The full model number is FRS26ZNHW3. I left the last 2 characters off thinking that was just the color.

Thanks.


----------



## jeff1 (Dec 17, 2003)

tharper999 said:


> The full model number is FRS26ZNHW3. I left the last 2 characters off thinking that was just the color.


W is but when a change has been made in the product the digits change....1, 2, 3, 4, etc.










http://www.applianceaid.com/frig-icedispenser.html

jeff.


----------



## tharper999 (Jan 26, 2007)

Jeff, to you believe part 7 is the one that's bad? Also, looks like I need to take this apart from the front and not through the rear of the door. Any tips on removal?

Thanks


----------



## jeff1 (Dec 17, 2003)

> you believe part 7 is the one that's bad?


That is very possible for the switch itself, something in the mechanism holding the switch(s) on, linkage broken/stuck.

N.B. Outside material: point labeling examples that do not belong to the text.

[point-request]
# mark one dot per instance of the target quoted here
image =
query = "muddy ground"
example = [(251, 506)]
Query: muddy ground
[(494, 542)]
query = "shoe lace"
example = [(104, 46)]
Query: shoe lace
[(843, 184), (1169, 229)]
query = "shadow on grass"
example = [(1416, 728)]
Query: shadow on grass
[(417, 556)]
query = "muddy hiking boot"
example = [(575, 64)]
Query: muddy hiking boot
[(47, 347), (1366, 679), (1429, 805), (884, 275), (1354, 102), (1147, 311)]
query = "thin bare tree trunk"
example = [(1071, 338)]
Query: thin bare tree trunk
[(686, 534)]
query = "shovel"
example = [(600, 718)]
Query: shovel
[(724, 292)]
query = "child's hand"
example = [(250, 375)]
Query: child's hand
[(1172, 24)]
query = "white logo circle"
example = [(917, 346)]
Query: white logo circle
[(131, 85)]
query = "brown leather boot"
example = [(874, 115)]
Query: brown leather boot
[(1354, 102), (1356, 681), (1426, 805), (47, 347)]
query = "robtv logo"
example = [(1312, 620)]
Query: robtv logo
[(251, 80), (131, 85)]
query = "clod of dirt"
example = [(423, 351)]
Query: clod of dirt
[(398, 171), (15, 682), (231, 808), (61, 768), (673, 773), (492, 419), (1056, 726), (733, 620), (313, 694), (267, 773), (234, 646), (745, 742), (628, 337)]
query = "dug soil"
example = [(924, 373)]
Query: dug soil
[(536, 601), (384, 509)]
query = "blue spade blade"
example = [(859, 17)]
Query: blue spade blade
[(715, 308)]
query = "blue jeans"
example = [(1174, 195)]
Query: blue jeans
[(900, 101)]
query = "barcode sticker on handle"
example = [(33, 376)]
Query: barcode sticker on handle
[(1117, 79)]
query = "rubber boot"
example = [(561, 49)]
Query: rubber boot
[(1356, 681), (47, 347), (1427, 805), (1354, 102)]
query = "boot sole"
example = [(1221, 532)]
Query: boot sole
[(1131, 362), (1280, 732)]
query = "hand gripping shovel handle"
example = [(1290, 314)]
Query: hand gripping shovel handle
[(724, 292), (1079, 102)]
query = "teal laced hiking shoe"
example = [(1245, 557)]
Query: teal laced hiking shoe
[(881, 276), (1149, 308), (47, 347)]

> looks like I need to take this apart from the front and not through the rear of the door. Any tips on removal?


Front only yes.

http://www.applianceaid.com/frig-icedispenser.html That is what this was for.

jeff.


----------



## tharper999 (Jan 26, 2007)

*Switch Fixed the Problem*

Ordered micro switch (item 7 on diagram) and this fixed the problem. One of these 2 switches was sticking just enough to keep it from turning off. Jeff, thanks for the help.


----------